Julien prit une grande inspiration.
– Bien obligé, fallait que je sache. Suffit de regarder discrètement sa montre.
– Mais enfin c'est dingue ! T'as pas essayé des techniques de... j'sais pas moi, de relaxation, de self-control.
– J'ai tout essayé. Que dalle. Dès que je pénètre une fille, ça part au bout de douze secondes. À chaque fois.
– Et la tête à Merkel ? T'as jamais imaginé que tu couchais avec Angela Merkel ? Crois-moi, ça doit faire débander !
Ça y'est, ça virait à la déconnade. Évidemment. Les voilà pliés sur leurs chaises, leur compassion de circonstance envolée. Éjaculateur précoce, ouais, très marrant ! Quelque part ça devait les rassurer dans leur virilité de savoir que certains ne tenaient pas la route au plumard. Il n'allait pas leur confier maintenant qu'il avait cherché des stratagèmes ridicules pour se contenir ; du genre se pincer la peau, ou réciter les tables de multiplication à l'envers.

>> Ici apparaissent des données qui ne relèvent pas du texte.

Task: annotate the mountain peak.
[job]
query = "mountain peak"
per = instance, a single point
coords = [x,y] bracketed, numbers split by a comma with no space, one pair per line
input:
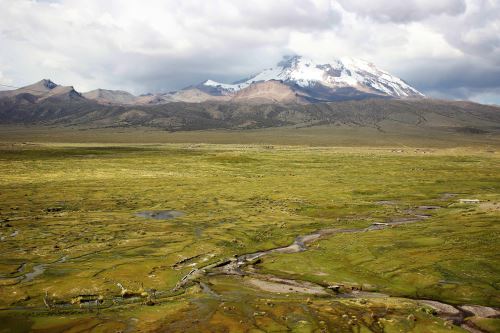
[47,83]
[346,74]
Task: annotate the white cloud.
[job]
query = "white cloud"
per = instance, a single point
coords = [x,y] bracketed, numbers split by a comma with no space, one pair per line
[156,45]
[403,11]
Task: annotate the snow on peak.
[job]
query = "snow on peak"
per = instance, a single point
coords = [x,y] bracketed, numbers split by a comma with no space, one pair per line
[340,73]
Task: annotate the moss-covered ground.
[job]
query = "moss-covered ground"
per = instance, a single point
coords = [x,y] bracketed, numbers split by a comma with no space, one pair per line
[69,229]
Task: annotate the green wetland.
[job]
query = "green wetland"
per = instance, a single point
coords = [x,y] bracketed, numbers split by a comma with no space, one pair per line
[248,238]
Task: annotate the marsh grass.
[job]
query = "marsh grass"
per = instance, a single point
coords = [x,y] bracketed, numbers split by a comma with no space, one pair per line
[74,205]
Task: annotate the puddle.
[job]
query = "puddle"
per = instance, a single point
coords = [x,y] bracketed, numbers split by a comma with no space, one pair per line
[160,214]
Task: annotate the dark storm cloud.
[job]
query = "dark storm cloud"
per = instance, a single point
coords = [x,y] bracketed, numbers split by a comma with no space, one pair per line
[445,48]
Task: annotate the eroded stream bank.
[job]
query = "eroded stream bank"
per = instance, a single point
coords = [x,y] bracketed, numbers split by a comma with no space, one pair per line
[245,268]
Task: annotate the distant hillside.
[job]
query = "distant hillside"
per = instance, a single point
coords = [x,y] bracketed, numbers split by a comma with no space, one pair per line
[380,114]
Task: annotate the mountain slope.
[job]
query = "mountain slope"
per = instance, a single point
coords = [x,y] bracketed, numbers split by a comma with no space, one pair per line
[339,79]
[105,96]
[379,114]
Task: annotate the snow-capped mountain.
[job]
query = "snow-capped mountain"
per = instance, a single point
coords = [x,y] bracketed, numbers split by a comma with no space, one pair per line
[342,77]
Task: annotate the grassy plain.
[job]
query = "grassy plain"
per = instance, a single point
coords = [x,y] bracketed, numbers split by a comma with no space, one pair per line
[69,229]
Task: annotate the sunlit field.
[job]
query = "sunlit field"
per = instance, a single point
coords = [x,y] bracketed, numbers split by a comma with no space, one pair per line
[382,229]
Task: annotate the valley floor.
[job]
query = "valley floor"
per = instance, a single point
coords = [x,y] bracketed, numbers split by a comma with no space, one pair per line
[382,228]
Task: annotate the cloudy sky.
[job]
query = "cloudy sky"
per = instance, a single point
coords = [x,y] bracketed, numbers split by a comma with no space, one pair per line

Pour penser à autre chose, dévier l'onde de plaisir vers des idées désagréables, annihiler ce putain d'élan incontrôlable ! Ça n'avait jamais marché. Quoiqu'il tente, son cerveau était systématiquement submergé en douze secondes et ouvrait grand les vannes.
– Vous foutez pas de ma gueule, je le vis très mal.
Jean-Marc, vieux copain d'enfance, se reprit en s'essuyant les yeux.
– C'est vrai, t'as raison, c'est pas cool. Et tes partenaires, elles en disent quoi ?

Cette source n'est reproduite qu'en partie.